Pattern Syntax

PATTERNS

In Cariochi Patterns, the syntax revolves around the use of "classes," "fields," and "patterns" to identify and extract specific information from unstructured text. Let's delve into each element:

Patterns

Regular expressions form the basis of patterns in Cariochi Patterns. These expressions are used to match specific entities within the text. Patterns can include both classes and fields to extract relevant information accurately.

Fields

Fields are specific attributes or values within a class that help define the structure of the extracted information. In Cariochi Patterns, fields are indicated by the "#" symbol followed by the field identifier. They provide a way to extract and organize different components of an entity.

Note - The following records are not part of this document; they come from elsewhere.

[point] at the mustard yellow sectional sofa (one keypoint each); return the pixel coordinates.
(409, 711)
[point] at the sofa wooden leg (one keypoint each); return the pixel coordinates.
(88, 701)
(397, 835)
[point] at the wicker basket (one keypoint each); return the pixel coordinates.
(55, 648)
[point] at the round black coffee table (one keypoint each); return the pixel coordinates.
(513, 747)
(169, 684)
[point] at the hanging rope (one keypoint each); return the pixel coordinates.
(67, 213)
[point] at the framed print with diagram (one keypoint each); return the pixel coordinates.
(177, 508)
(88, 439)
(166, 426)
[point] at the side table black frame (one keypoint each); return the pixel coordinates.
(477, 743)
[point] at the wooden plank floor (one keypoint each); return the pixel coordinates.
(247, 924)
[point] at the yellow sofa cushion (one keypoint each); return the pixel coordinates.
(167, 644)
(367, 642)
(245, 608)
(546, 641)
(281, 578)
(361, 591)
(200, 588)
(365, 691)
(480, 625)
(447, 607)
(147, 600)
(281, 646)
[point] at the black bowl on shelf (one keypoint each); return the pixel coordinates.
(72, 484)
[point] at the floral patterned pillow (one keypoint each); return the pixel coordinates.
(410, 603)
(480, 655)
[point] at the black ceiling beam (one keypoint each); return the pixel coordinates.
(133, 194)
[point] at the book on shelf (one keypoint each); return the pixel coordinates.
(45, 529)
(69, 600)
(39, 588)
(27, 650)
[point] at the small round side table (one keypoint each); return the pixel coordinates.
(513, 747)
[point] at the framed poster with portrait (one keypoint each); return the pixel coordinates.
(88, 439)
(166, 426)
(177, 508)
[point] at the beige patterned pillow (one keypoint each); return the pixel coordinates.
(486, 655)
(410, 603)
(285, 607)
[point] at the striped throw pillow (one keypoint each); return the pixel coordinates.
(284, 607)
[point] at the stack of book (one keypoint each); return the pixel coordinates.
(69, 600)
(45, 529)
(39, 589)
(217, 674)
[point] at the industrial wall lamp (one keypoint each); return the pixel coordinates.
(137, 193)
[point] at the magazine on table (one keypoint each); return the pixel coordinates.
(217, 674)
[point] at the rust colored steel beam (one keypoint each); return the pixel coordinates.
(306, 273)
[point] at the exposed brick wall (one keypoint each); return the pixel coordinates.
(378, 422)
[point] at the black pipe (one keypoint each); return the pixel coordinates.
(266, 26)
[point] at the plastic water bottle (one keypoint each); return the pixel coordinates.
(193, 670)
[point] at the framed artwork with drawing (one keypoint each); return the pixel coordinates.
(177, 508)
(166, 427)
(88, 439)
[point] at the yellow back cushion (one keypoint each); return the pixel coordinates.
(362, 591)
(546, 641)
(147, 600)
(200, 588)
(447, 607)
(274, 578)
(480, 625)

For instance, consider the @Date class with the following pattern:

Date:
  - "{#year: \d{4}}-{#month: \d{2}}-{#day: \d{2}}"

In this example, the pattern specifies the structure of a date with fields for the year, month, and day components. When the pattern matches the text, the year, month, and day values are extracted as separate fields within the @Date entity.

Inner Classes

Cariochi Patterns also introduces the concept of inner classes. Inner classes are classes defined within a pattern and are represented using the "@" symbol followed by the class name. They allow you to specify that text matched by the pattern should be interpreted as an instance of the inner class.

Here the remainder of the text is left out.